There was so much idiotic hype and so many stupid, superficial reviews of Houellebecq’s novel Submission, that I almost decided not to read it. Houellebecq did the unthinkable and mentioned that which shall not be named – Muslims – which immediately unleashed a tsunami of “Islamophobia!” on the one side and “Scary Muslims!” on the other. Besides, most people have a very low readerly culture and can’t distinguish between a book’s author and its first-person narrator. If the character is not “likeable” and people can’t “identify” with him, the author must be an evildoer deserving of nothing but supercilious dismissal. As a result, reviews of anything more complex than Hunger Games are massively useless.
Houellebecq’s novel is about the terrifying ease with which all gains of civilization can be lost almost instantly and imperceptibly. The culture of consumerism creates crowds of spoiled, infantile people who are incapable of dealing with any discomfort. And preserving civilization presupposes complexity, struggle, and difficulty.

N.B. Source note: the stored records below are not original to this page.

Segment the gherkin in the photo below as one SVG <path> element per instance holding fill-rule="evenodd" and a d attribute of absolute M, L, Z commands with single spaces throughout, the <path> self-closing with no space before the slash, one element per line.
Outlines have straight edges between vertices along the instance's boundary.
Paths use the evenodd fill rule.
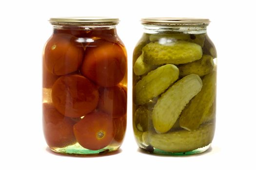
<path fill-rule="evenodd" d="M 181 111 L 202 88 L 202 81 L 196 74 L 179 80 L 166 90 L 158 100 L 152 114 L 155 129 L 164 133 L 172 128 Z"/>
<path fill-rule="evenodd" d="M 151 71 L 138 81 L 134 88 L 135 102 L 144 104 L 163 92 L 178 78 L 178 69 L 167 64 Z"/>
<path fill-rule="evenodd" d="M 205 76 L 202 82 L 202 89 L 183 109 L 179 118 L 180 126 L 189 131 L 197 129 L 202 119 L 207 119 L 206 117 L 211 115 L 209 111 L 216 96 L 216 72 Z"/>
<path fill-rule="evenodd" d="M 200 77 L 209 74 L 214 67 L 213 58 L 211 55 L 203 55 L 200 60 L 179 65 L 179 76 L 183 77 L 191 74 L 197 74 Z"/>
<path fill-rule="evenodd" d="M 164 151 L 186 152 L 210 144 L 214 136 L 214 123 L 210 123 L 192 131 L 183 129 L 162 134 L 145 132 L 142 138 L 144 143 Z"/>
<path fill-rule="evenodd" d="M 199 60 L 202 55 L 199 45 L 182 40 L 165 44 L 151 42 L 144 47 L 142 51 L 142 60 L 149 65 L 185 64 Z"/>

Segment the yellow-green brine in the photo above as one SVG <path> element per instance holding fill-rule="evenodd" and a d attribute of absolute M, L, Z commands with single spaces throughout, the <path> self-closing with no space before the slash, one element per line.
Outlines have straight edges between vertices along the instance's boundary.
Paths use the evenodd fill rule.
<path fill-rule="evenodd" d="M 217 53 L 208 19 L 144 18 L 133 52 L 133 125 L 149 153 L 189 155 L 215 130 Z"/>

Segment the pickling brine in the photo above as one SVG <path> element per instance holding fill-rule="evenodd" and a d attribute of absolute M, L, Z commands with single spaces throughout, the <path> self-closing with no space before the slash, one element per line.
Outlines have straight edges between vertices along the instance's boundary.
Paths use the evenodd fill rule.
<path fill-rule="evenodd" d="M 186 155 L 210 147 L 217 52 L 207 19 L 146 18 L 133 54 L 133 128 L 142 150 Z"/>

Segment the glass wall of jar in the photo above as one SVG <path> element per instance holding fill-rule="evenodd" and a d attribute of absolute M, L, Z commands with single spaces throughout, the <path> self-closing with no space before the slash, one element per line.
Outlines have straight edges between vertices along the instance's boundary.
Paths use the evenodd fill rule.
<path fill-rule="evenodd" d="M 207 150 L 215 127 L 217 53 L 208 19 L 146 18 L 133 53 L 133 129 L 161 154 Z"/>
<path fill-rule="evenodd" d="M 118 19 L 53 18 L 43 51 L 43 128 L 54 152 L 116 151 L 126 127 L 127 54 Z"/>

Women’s rights, the welfare state, scholarship, literary criticism, the traditions of intellectual inquiry – all these earth – shattering, incredible gains of the Western civilization can be easily lost to religious fanaticism with its cocooning, imbecilic certainties, to empty blabber about free markets and family values that are supposed to cure all ills, to intellectual sloth, to meaningless pseudo-liberalism of brain-dead multiculturalists.

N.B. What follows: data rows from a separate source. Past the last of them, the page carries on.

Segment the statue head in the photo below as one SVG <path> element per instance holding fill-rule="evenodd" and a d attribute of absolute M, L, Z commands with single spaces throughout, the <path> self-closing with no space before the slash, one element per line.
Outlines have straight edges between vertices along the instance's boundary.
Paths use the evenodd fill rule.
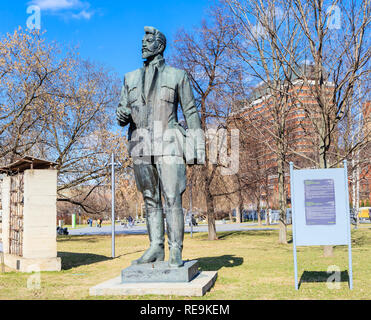
<path fill-rule="evenodd" d="M 142 40 L 142 58 L 151 59 L 158 54 L 163 55 L 166 48 L 166 37 L 154 27 L 144 27 Z"/>

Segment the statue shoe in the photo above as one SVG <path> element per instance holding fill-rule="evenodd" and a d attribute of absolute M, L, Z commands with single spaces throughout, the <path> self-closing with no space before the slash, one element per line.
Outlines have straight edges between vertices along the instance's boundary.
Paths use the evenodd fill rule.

This is a very angry novel. Houellebecq goes to enormous lengths to provoke and enrage his readers. Most of all, I believe, he banks on provoking women by reminding us how crucial the achievements of the Western civilization are for women who want to have a life of a human being and not an insect.

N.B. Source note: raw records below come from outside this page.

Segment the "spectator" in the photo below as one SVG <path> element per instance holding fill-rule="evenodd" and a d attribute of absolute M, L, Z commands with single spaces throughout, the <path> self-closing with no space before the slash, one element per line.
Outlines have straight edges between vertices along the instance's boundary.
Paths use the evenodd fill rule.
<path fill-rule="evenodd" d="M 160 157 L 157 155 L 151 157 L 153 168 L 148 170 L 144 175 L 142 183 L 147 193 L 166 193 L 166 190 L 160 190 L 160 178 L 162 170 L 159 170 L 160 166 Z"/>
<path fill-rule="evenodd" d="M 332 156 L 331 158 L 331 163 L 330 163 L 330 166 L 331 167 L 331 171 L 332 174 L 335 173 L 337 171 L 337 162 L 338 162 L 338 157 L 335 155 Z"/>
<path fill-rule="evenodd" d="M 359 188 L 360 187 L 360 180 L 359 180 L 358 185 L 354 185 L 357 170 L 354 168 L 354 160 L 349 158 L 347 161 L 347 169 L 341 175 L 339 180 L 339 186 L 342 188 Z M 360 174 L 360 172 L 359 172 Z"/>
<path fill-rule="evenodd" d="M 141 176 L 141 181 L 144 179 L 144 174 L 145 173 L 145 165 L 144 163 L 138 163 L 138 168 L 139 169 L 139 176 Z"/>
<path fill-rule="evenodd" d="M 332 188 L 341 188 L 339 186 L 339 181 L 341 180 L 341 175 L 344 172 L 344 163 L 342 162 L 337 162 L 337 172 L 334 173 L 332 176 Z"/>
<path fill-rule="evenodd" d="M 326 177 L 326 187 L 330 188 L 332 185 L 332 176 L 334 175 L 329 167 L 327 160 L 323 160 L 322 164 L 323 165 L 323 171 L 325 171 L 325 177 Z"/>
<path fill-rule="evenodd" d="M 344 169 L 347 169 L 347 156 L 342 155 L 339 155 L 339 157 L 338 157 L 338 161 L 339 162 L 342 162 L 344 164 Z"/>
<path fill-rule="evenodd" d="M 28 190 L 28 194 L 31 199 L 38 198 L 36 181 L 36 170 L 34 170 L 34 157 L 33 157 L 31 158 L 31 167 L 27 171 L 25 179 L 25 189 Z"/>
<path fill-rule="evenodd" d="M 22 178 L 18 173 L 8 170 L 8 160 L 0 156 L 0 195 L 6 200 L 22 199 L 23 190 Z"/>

The great paradox of the Western civilization, points out Houellebecq, is that its greatest achievements – women’s liberation, the rights of individuals to pursue happiness on their own terms – make the civilization more vulnerable. There is no freedom possible without the greatest form of liberty of all: an individual’s right to control what comes in and goes out of her or his body. Bluntly put, a civilization where an individual matters will always be less numerous than a civilization where the concept of an individual has no currency. Producing mindless, patient ants who toil stupidly without a single thought of their own is easy. Creating individuals who find their own meaning and construct their own lives is hard. And mass production tends to overwhelm creative artisanship.